The UC Irvine Machine Learning Repository6 contains a data set related to glass identification. The data consist of 214 glass samples labeled as one of seven class categories. There are nine predictors, including the refractive index and percentages of eight elements: Na, Mg, Al, Si, K, Ca, Ba, and Fe. The data can be accessed via:
library(mlbench)
data(Glass)
str(Glass)
## 'data.frame': 214 obs. of 10 variables:
## $ RI : num 1.52 1.52 1.52 1.52 1.52 ...
## $ Na : num 13.6 13.9 13.5 13.2 13.3 ...
## $ Mg : num 4.49 3.6 3.55 3.69 3.62 3.61 3.6 3.61 3.58 3.6 ...
## $ Al : num 1.1 1.36 1.54 1.29 1.24 1.62 1.14 1.05 1.37 1.36 ...
## $ Si : num 71.8 72.7 73 72.6 73.1 ...
## $ K : num 0.06 0.48 0.39 0.57 0.55 0.64 0.58 0.57 0.56 0.57 ...
## $ Ca : num 8.75 7.83 7.78 8.22 8.07 8.07 8.17 8.24 8.3 8.4 ...
## $ Ba : num 0 0 0 0 0 0 0 0 0 0 ...
## $ Fe : num 0 0 0 0 0 0.26 0 0 0 0.11 ...
## $ Type: Factor w/ 6 levels "1","2","3","5",..: 1 1 1 1 1 1 1 1 1 1 ...
From initial analysis of the data we see that we have 1 Target Variable[type] of 6 levels and 9 predictor variables
glass <- Glass %>% select(-Type)
chart.Correlation(glass, bg=c("blue","red","yellow"), pch=21)
# this we be too convert to long format. Also will be creating predictor as factor
m <- Glass %>% pivot_longer(-Type, names_to = "Predictor", values_to = "Value", values_drop_na=TRUE) %>%
mutate(Predictor = as.factor(Predictor)) %>% arrange(Predictor)
# here we will explore the distribution of each factor
m %>%
ggplot(., aes(Value, fill=Predictor))+geom_histogram(bins=20)+ facet_wrap(~Predictor,scales='free') + labs(title="The Distribution of the Predictors")+theme_minimal()
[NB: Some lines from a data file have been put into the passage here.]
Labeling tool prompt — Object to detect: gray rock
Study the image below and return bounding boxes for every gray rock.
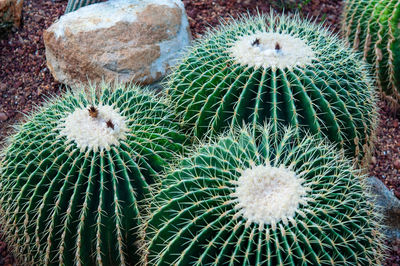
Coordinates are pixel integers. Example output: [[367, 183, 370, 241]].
[[366, 177, 400, 239], [43, 0, 190, 86]]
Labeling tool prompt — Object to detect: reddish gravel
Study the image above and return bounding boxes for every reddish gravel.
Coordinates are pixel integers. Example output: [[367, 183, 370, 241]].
[[0, 0, 400, 266]]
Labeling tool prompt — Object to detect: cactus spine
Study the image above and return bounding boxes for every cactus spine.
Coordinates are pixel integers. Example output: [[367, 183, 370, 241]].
[[343, 0, 400, 105], [0, 85, 185, 265], [65, 0, 102, 14], [143, 125, 382, 265], [168, 14, 376, 163]]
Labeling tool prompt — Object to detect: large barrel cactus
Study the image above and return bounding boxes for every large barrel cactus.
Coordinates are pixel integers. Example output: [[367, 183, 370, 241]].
[[0, 85, 185, 265], [343, 0, 400, 106], [143, 125, 382, 266], [168, 14, 376, 162], [65, 0, 104, 14]]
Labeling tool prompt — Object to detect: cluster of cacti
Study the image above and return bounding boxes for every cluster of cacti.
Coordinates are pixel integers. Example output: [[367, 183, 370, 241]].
[[0, 8, 388, 265], [65, 0, 103, 14], [168, 15, 376, 163], [143, 125, 382, 265], [0, 85, 185, 265], [343, 0, 400, 104]]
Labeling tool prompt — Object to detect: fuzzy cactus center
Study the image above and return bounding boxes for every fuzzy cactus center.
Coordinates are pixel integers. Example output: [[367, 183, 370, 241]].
[[229, 32, 315, 69], [231, 165, 307, 226], [58, 105, 128, 152]]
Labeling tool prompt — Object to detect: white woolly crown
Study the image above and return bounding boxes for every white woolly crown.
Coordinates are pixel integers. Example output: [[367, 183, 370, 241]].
[[231, 165, 309, 227], [58, 105, 128, 152], [229, 32, 314, 69]]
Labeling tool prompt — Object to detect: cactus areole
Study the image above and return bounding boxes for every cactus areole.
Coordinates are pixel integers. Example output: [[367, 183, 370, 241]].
[[167, 14, 377, 162], [229, 32, 315, 69], [0, 84, 185, 265], [59, 105, 128, 151], [231, 165, 307, 227]]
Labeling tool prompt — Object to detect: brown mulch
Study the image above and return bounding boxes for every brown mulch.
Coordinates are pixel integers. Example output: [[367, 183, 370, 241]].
[[0, 0, 400, 266]]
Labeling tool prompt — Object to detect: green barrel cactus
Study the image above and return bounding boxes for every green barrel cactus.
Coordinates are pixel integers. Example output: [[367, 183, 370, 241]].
[[342, 0, 400, 106], [167, 13, 377, 163], [143, 125, 382, 265], [65, 0, 103, 14], [0, 85, 185, 265]]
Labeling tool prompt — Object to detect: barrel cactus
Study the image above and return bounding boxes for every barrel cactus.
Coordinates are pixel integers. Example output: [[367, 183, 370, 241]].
[[167, 14, 376, 162], [65, 0, 104, 14], [143, 125, 382, 265], [342, 0, 400, 106], [0, 85, 185, 265]]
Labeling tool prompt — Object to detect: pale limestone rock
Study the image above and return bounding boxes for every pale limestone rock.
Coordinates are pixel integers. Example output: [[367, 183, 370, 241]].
[[0, 0, 24, 27], [44, 0, 190, 86], [366, 177, 400, 239]]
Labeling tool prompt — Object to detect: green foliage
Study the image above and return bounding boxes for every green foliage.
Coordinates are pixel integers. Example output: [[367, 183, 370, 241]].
[[0, 85, 185, 265], [168, 14, 377, 163], [65, 0, 103, 14], [143, 125, 382, 265], [343, 0, 400, 106]]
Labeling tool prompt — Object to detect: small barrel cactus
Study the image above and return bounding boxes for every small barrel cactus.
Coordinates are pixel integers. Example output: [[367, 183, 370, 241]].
[[342, 0, 400, 106], [143, 125, 382, 265], [0, 85, 185, 265], [167, 14, 376, 163], [65, 0, 104, 14]]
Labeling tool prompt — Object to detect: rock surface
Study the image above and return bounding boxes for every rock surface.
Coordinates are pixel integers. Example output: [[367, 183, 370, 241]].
[[0, 0, 24, 27], [367, 177, 400, 239], [44, 0, 190, 86]]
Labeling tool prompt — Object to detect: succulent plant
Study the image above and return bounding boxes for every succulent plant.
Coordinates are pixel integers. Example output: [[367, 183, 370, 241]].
[[143, 125, 382, 265], [65, 0, 103, 14], [167, 13, 376, 163], [0, 84, 185, 265], [342, 0, 400, 106]]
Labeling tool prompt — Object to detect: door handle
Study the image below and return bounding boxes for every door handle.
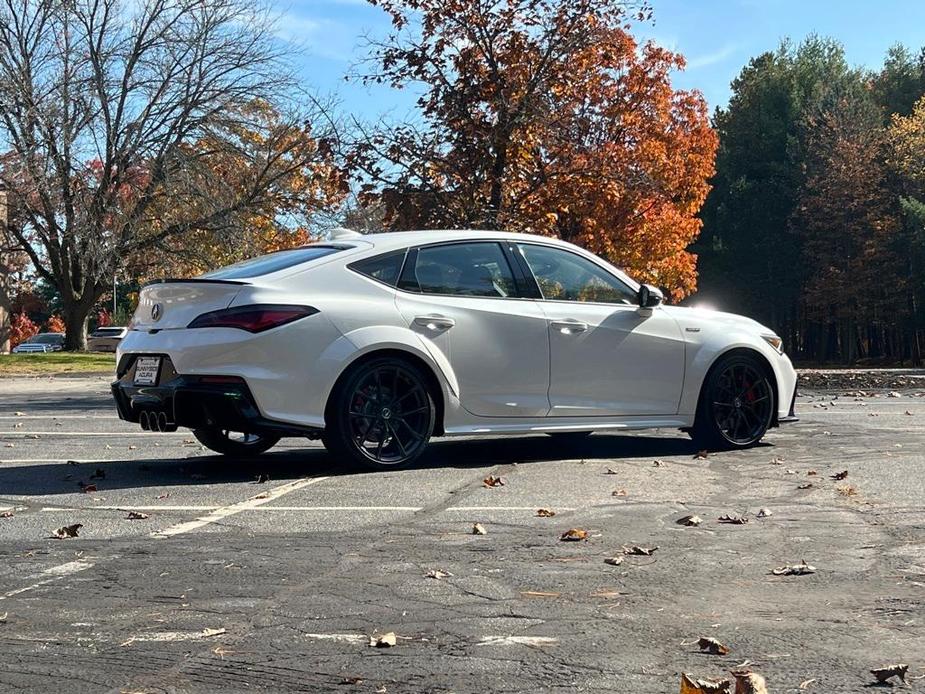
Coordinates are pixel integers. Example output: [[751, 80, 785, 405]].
[[414, 314, 456, 332], [550, 318, 588, 335]]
We can see that of all the predictors, Si appears to have the most normal distribution In addition to having the highest level of any mineral. We can conclude that this seems rational as silicon is a fundamental element to make glass. You’ll also notice RI, Na, Al, and Ca have normal distributions. In additions to quantity of silicon, we can also assume that the RI of glass should be an important factor. Besides the Si, I would not say these as normal distributions. In general we could say that most of the element distributions are right skewed, meaning, very small trace amounts of the element are usually present, but with notable exceptions. We can say that color indicates the strength and polarity of the correlation. For example, Mg and Al have a strong negative correlation.
corrplot(cor(Glass[,1:9]), method='square')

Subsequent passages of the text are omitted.